Our ISP's CPE is connected there, and the link flaps corresponds with what they are seeing on the LAN side of that. What is causing these link flaps is the mystery. When we fail over to our hot spare which is connected to another port on the CPE the flaps continue. I am going to try to remove the hot spare and create a tst network on our backup ISP's CPE (same type of CPE) to atleast identify if this is a Meraki or and ISP/CPE issue.
@Volcomer how many users and VPN tunnels are there? It is only recommend to have a max of 100 tunnels and 250 users for an MX85, whereas I think the MX100 supported about double of each. Remember if you have dual ISPs at a site then that counts as two tunnels.
52 site to site tunnels and about 100 users, so well within the range.
I will know more tomorrow. I have support cases going with both Meraki and our primary ISP, as well as setting up a test network now which will go into effect tomorrow when I can physically change the uplinks.
If you leave a long-running ping to your cloud environment, and also to 188.8.131.52 what does it look like?
Check the security event log. Make sure some security event is not being triggered.
In Azure, the VMX and your virtual servers need to be in different VNETS otherwise you often get low levels of intermittent packet loss (like 5%). Are they in different VNETS?
"In Azure, the VMX and your virtual servers need to be in different VNETS otherwise you often get low levels of intermittent packet loss (like 5%). Are they in different VNETS?"
Wait what? is this documented or a known issue?

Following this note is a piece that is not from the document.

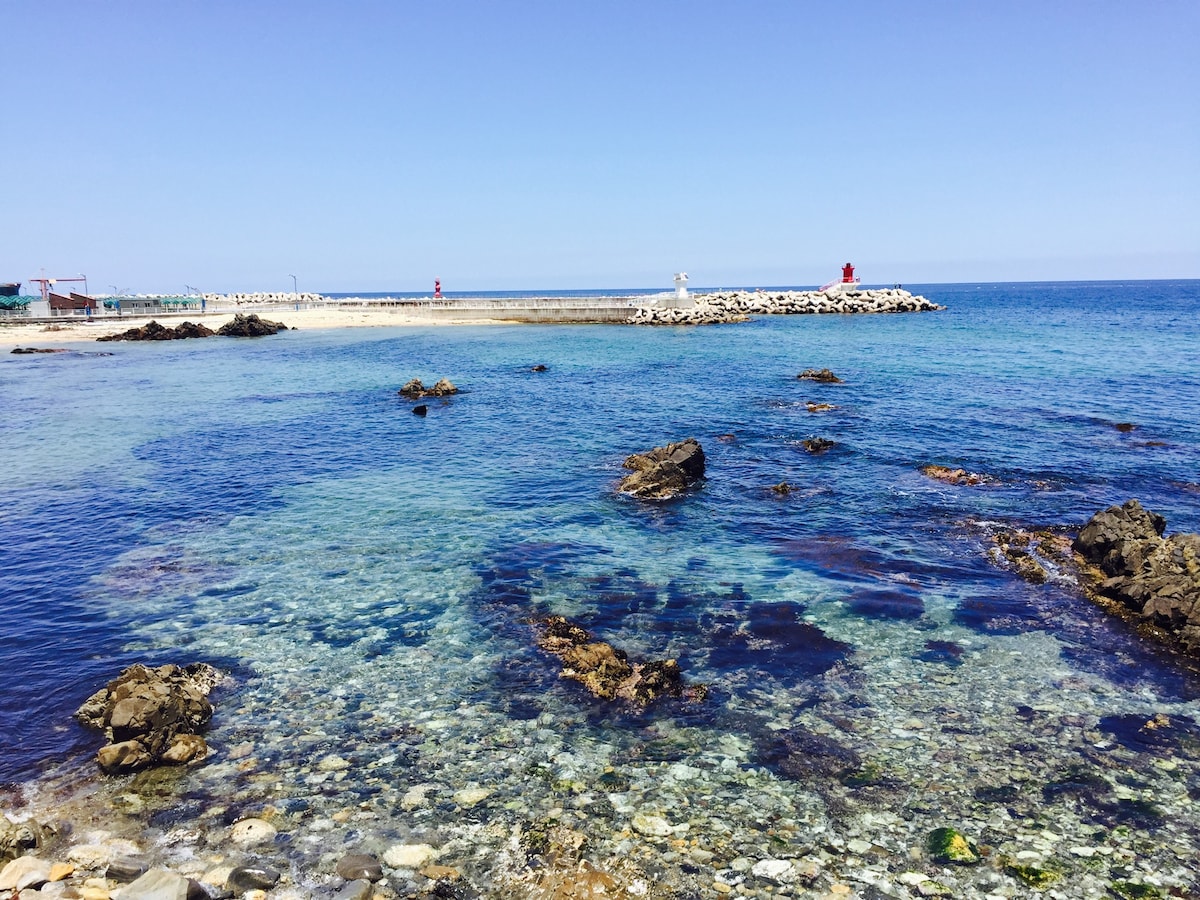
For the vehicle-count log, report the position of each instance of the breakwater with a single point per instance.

We just put up a new VMX in a different availability zone so that one is on a different VNET, but I did not know that this needed to be the case for same zone setups.

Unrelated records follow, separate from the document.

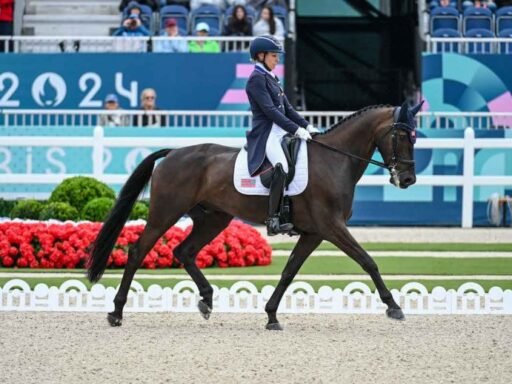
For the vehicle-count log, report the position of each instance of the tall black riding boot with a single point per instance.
(274, 225)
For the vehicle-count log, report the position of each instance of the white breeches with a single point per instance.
(273, 148)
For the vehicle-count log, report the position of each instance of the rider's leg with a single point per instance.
(277, 158)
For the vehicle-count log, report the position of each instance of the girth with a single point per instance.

I don' have a long time running ping to a VM in azure, but I just set one up so we'll see. The long time running to 184.108.40.206 is just fine. Just low level ( < .6%) loss on rare spikes.
Do you have any updates? I am currently experiencing the same problem. Between a MX250 and MX84.
Ping between the 2 are around 120-150 ms.
If i ping 220.127.116.11,
From the MX250: 5-10 ms
From the MS84: 5-10 ms
Which tells me it is not my ISP but something between the 2 MX's
In my case this seems to be caused by a bad batch of network cables(!). When swapping gear I also bought new cables, and one of the bags seems to contain some bad cables. First time for everything I guess, also teaches me a lesson for being cheap and buying "off brand" cables. When I removed the hot spare and set it up as a test network I also changed cable color to help with cable management, which is why it worked. I swapped out the original cables, and, for now at least, everything is quiet.